Я перевариваю в голове информацию, которую подбрасывает мне Пейсли, в том числе и то, что она впервые упомянула о смерти дедушки.
— Понял. Быть готовым смеяться, не упоминать дедушку, пусть она расскажет мне о Бобе Баркере, и… «бабушка с побережья»? Это требует объяснения, — я провожу значительную часть времени, изучая описания, стили одежды и физические характеристики. Но «бабушка с побережья»? Я в растерянности.
— Это значит, что она носит белое, оттенок слоновой кости и кремовое — все из хлопка и льна. Струящиеся вещи, расстегнутые пуговицы, полосатые кардиганы, рыбацкий свитер. Это говорит о том, — ладони Пейсли покачиваются вперед-назад, — что она готова ко всему пляжному. Она может разжечь костер, потягивать белое вино, подстричь сад, возможно, срежет гортензии и поставит их в вазу.
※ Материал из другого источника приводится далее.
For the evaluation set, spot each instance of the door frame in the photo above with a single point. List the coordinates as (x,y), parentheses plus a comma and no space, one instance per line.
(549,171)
— Это было… описательно. И эффективно, — я впечатлен.
К Пейсли подъезжает женщина на гольф-каре.
— Извините, — окликает она мелодичным голосом. — Вы очень похожи на мою внучку, только еще красивее.
Лицо Пейсли расплывается в улыбке, прежде чем она успевает повернуться. Женщина выходит из гольф-кара. На ней бело-синяя полосатая блузка, заправленная в свободные белые льняные брюки. На ее ногах босоножки верблюжьего цвета и сухой песок, как будто она вышла с пляжа и сразу села в кар.
Пейсли бросает сумку, снимает кепку и заключает бабушку в объятия. Объятия продолжаются, перерастая в покачивание. Женщина ловит мой взгляд, подмигивает и говорит:
— Пейсли, познакомь меня со своим парнем.
Она высвобождается из объятий бабушки.
— Бабушка, это Клейн. Клейн, это Лозанна.
— Приятно познакомиться, Лозанна.
Я беру ее предложенную руку, заключая в обе свои. Ее улыбка теплая и приветливая, а на шее она носит три изящные цепочки из золота разной длины. Она царственна, величественна и держит себя так, что я поправляю свою осанку, но при этом она все еще как-то расслаблена. Если бы я записал все это на бумаге, она могла бы показаться отстраненной, но она приветлива, подмигивает мне и похлопывает по плечу.